Ce texte n'est aucunement une manière d'éloge de la dictature. Celle des Duvalier, père et fils, a causé un tort si immense à Haïti qu'il n'est plus besoin de s'appesantir sur le sujet.
Je veux simplement porter un témoignage sur la profonde humanité du peuple haïtien, d'une part et de l'autre, marquer mon incompréhension sur l'état de déliquescence actuel du deuxième pays indépendant du continent américain (après les Etats-Unis) et de la première république noire du monde moderne, selon l'expression consacrée. Je ne suis allé que quatre fois au pays de Jean-Jacques Dessalines, toutes au 20è siècle. Cela fait donc très longtemps mais j'ai toujours suivi de près la vie politique et culturelle ce pays que chaque Caribéen porte en lui, même ceux qui s'émeuvent de l'actuelle vague d'immigration, vague certes sans précédent, dans notre Martinique. A ce sujet, je tiens à dire que parmi ces nouvellement arrivés, il y a de tout puisque les Haïtiens sont des gens comme les autres. Comme partout à travers le monde, il s'y trouve des bons, des méchants, des chercheurs d'une vie nouvelle, des désespérés, des trafiquants, des intellectuels, des honnêtes travailleurs etc...
Surtout des honnêtes travailleurs puisqu'un immigré haïtien ne demeure jamais les bras croisés et qu'aucune tâche, même la plus rude, ne lui fait peur.

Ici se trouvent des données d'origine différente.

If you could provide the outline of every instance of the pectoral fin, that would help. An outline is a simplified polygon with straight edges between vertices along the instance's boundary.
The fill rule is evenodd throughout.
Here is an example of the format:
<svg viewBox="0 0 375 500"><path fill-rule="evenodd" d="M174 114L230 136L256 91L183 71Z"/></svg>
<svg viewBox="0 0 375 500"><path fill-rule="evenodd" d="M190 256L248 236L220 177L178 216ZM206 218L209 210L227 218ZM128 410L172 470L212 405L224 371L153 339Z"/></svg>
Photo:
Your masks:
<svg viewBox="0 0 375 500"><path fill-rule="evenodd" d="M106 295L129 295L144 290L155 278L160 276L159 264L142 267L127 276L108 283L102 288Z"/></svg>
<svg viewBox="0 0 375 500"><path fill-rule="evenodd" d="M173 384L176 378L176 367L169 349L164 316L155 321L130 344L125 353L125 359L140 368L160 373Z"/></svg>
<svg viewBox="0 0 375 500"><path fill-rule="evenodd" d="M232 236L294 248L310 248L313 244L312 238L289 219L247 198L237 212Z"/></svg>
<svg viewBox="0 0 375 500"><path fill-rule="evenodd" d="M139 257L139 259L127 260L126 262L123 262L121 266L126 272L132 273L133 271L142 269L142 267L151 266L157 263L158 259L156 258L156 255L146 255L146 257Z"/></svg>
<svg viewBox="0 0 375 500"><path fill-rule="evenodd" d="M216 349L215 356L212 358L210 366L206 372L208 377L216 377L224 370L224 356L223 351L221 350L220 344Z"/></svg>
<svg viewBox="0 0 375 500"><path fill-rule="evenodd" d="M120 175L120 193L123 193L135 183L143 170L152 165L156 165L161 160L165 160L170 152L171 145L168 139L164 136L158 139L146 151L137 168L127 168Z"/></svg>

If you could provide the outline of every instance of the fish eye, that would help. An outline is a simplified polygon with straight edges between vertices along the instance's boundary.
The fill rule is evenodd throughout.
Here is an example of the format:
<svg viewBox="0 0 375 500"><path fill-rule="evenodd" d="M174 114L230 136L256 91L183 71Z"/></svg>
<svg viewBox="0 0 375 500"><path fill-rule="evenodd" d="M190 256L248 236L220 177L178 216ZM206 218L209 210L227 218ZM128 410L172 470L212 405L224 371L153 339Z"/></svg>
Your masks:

Ils sont ouvriers agricoles, maçons, femmes de ménage, petits boutiquiers ou "djobeurs". Honnête travailleur mais aussi honnête citoyen puisqu'on ne trouve, à ma connaissance en tout cas, aucun Haïtien à la prison de Ducos. Et si jamais il y en a, le nombre des incarcérés haïtiens doit être de toute façon très inférieur à celui d'autres communautés immigrées pourtant beaucoup plus réduites démographiquement. On peut comprendre l'exaspération de certains Martiniquais face à cette immigration, la plupart du temps clandestine, mais nous devons aussi comprendre que le nouveau millénaire est celui des déplacements massifs de population et qu'il est tout simplement impossible d'enrayer ce phénomène. Ni le fameux mur de Donald Trump ni les marines italienne, française ou espagnole ne sont en mesure de refouler les Latino-Américains dans le premier cas et les Arabes et Africains qui tentent de traverser la Méditerranée au péril de leur vie dans le second.
D'autant qu'une immigration haïtienne même massive ne menace aucunement notre "identité" puisque nous appartenons à la même culture créole. Mieux : leur présence nous aide à lutter contre ce qu'il faut appeler, écartant l'idée douteuse de "génocide par substitution" qui ressemble à celle de Grand Remplacement de l'extrême-droite européenne, d'une autre expression : le génocide par démartinicanisation ou décréolisation. Ce qui nous menace, en effet, ce n'est pas que nous risquons de cesser d'être des "Noirs" mais de cesser d'être des Martiniquais. C'est que notre langue et notre culture disparaissent. Que nous devenions complètement francisés, noir-américanisés, voire africanisés. Or, malheureusement, chez nos "vieux", l'assimilationnisme franco-centré est encore très vivace tandis que chez nos "jeunes", l'assimilationnisme noir-américano-centré pour certains, africano-centré pour d'autres a le vent en poupe. Entre ces trois étaux, notre culture martiniquaise, créole, qui entre dans son quatrième siècle, est désormais sur la défensive.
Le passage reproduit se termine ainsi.